When the COVID-19 pandemic struck, Dr. Bottazzi worked with her team at Texas Children’s Hospital’s Center for Vaccine Development to develop and advance a patent-free and open-source conventional vaccine technology for SARS-CoV-2. Ensuring a patent-free, open-source vaccine allowed global manufacturers to adopt the technology to produce and distribute doses, while providing a source of income and empowerment for regional businesses and governments. The Center’s vaccine was adopted in India and Indonesia. These vaccines—distributed as CORBEVAX and INDOVAC, respectively—achieved emergency authorization in record time, and to date more than 100 million doses have been delivered.
Dr. Bottazzi was nominated for the Vilcek-Gold Award for Humanism in Healthcare by her colleague, Dr. Huda Zoghbi, Director of The Duncan Neurological Research Institute at Texas Children’s Hospital, a Distinguished Service Professor at Baylor College of Medicine, and an Investigator with the Howard Hughes Medical Institute, with whom she has worked on global public health initiatives and pediatric health initiatives at the Baylor College of Medicine and at Texas Children’s Hospital. An immigrant from Lebanon, Dr. Zoghbi received a Vilcek Prize in Biomedical Science in 2009. “Dr. Bottazzi’s professional and personal philosophy is the epitome of humanism,” said Dr. Zoghbi. “She is a true pioneer—leading a new paradigm in biotechnology and vaccine development through open science and patent-free technology transfer models. Her leadership builds scientific capacity in resource-poor communities in the U.S. and in low-and middle-income countries to reduce health inequalities and disparities.”
“Being an immigrant is my superpower,” said Dr. Bottazzi. “I apply my cultural intelligence to relate better, to be more cognizant, to work more effectively, and to cross multiple boundaries—it’s the secret sauce of becoming a successful biomedical scientist and global health advocate.”
The Vilcek-Gold Award for Humanism in Healthcare includes an unrestricted cash prize of $10,000 and a commemorative heart-shaped trophy. The 2023 award will be presented to Dr. Bottazzi at the Association of American Medical Colleges (AAMC) Annual Meeting in November 2023, where she will present a lecture as part of the AAMC’s Voices of Medicine and Society series.

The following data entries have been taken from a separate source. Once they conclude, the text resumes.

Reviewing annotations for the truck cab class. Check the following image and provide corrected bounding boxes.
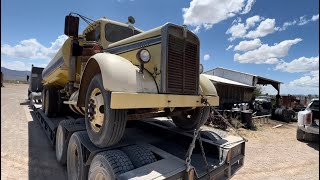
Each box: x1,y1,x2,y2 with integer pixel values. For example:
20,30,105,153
297,98,319,141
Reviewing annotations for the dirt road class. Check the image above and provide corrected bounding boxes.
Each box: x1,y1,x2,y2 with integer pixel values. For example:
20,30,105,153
1,84,319,180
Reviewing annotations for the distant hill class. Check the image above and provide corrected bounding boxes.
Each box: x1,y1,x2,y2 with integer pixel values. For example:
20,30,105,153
1,67,30,81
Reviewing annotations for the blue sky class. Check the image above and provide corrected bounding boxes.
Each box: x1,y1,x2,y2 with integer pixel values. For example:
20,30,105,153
1,0,319,94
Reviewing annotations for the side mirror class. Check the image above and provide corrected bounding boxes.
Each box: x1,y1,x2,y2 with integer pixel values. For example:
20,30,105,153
64,15,79,37
128,16,136,24
199,64,203,74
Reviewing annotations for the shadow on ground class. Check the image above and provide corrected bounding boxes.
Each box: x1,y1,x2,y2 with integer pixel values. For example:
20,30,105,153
20,101,67,180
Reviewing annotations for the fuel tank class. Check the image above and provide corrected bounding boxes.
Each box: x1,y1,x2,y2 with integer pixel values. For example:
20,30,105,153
42,38,81,87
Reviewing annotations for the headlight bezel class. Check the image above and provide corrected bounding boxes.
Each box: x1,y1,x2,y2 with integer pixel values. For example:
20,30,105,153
137,48,151,64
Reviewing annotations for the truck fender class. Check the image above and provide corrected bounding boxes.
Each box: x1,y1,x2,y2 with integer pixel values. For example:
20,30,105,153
199,74,218,96
77,53,158,107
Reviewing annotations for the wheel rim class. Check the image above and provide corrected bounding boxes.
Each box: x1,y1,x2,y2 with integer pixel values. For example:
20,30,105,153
71,144,80,179
87,88,104,132
93,172,107,180
56,126,63,159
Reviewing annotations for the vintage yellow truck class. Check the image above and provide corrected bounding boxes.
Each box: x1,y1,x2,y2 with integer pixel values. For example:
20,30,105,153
42,15,219,147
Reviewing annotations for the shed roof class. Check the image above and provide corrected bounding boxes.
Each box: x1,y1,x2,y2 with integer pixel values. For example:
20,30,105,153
203,74,254,88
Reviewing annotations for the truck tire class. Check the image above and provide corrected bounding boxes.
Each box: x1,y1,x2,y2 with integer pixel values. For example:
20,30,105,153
297,128,304,141
171,107,210,131
88,150,134,180
67,131,90,180
42,88,47,113
28,89,31,100
55,119,85,165
121,145,157,168
44,87,58,117
85,74,127,148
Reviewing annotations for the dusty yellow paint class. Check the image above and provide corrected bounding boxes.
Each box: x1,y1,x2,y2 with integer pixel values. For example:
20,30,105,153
110,92,219,109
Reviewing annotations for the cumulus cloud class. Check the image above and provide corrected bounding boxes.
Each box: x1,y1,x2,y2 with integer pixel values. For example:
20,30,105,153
240,0,256,14
182,0,255,32
234,39,262,51
246,19,276,38
275,14,319,31
226,45,233,51
234,38,302,64
275,56,319,73
226,15,270,41
1,35,68,60
289,70,319,88
203,54,210,61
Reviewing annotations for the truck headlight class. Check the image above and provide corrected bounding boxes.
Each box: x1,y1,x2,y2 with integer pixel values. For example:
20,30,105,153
137,49,151,63
199,64,203,74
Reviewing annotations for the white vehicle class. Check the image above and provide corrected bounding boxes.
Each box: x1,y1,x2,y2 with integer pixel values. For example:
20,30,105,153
297,98,319,141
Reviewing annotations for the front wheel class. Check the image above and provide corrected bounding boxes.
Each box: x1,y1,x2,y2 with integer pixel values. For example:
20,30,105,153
85,74,127,148
171,107,210,131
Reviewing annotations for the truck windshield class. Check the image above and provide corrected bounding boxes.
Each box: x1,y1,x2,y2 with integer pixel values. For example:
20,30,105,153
105,23,140,42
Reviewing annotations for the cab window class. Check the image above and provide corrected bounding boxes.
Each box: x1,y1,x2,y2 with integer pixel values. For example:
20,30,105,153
105,23,140,43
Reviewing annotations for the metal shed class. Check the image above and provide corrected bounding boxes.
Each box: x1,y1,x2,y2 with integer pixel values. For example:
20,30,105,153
203,67,281,107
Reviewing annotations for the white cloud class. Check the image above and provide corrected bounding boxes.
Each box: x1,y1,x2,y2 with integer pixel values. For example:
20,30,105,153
311,14,319,21
1,60,47,71
1,35,68,60
246,18,276,38
234,39,262,51
234,38,302,64
226,45,233,51
1,61,31,71
240,0,256,14
289,70,319,88
226,15,264,41
182,0,255,31
275,56,319,73
276,14,319,31
203,54,210,61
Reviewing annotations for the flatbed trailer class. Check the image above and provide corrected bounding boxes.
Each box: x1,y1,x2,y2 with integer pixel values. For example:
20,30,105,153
33,104,245,179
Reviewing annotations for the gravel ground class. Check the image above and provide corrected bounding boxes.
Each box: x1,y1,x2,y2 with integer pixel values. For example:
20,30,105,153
1,84,319,180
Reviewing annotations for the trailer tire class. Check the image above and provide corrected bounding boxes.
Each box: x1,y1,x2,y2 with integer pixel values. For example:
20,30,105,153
67,131,90,180
44,87,58,117
171,107,210,131
42,87,47,113
88,150,134,180
85,74,127,148
121,145,157,168
55,119,85,165
297,128,304,141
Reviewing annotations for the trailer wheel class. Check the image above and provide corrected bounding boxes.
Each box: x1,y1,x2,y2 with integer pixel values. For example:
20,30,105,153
44,87,58,117
171,107,210,131
67,131,90,180
85,74,127,148
121,145,157,168
297,128,304,141
55,119,85,165
42,87,47,113
88,150,134,180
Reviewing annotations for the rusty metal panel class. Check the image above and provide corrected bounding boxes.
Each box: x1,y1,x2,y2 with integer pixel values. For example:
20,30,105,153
213,68,255,86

The Arnold P. Gold Foundation
The Arnold P. Gold Foundation was founded in 1988 with the vision that healthcare will be dramatically improved by placing the interests, values, and dignity of all people at the core of teaching and practice. The Gold Foundation champions humanism in healthcare, which the foundation defines as compassionate, collaborative, and scientifically excellent care; the foundation embraces all, and targets any barriers that prevent individuals or groups from accessing this standard of care. The Gold Foundation empowers experts, learners, and leaders to create systems and cultures that support humanistic care for all.
The Vilcek Foundation
The Vilcek Foundation raises awareness of immigrant contributions in the United States and fosters appreciation for the arts and sciences. The foundation was established in 2000 by Jan and Marica Vilcek, immigrants from the former Czechoslovakia. The mission of the foundation was inspired by the couple’s respective careers in biomedical science and art history. Since 2000, the foundation has awarded over $7 million in prizes to foreign-born individuals and has supported organizations with over $6 million in grants.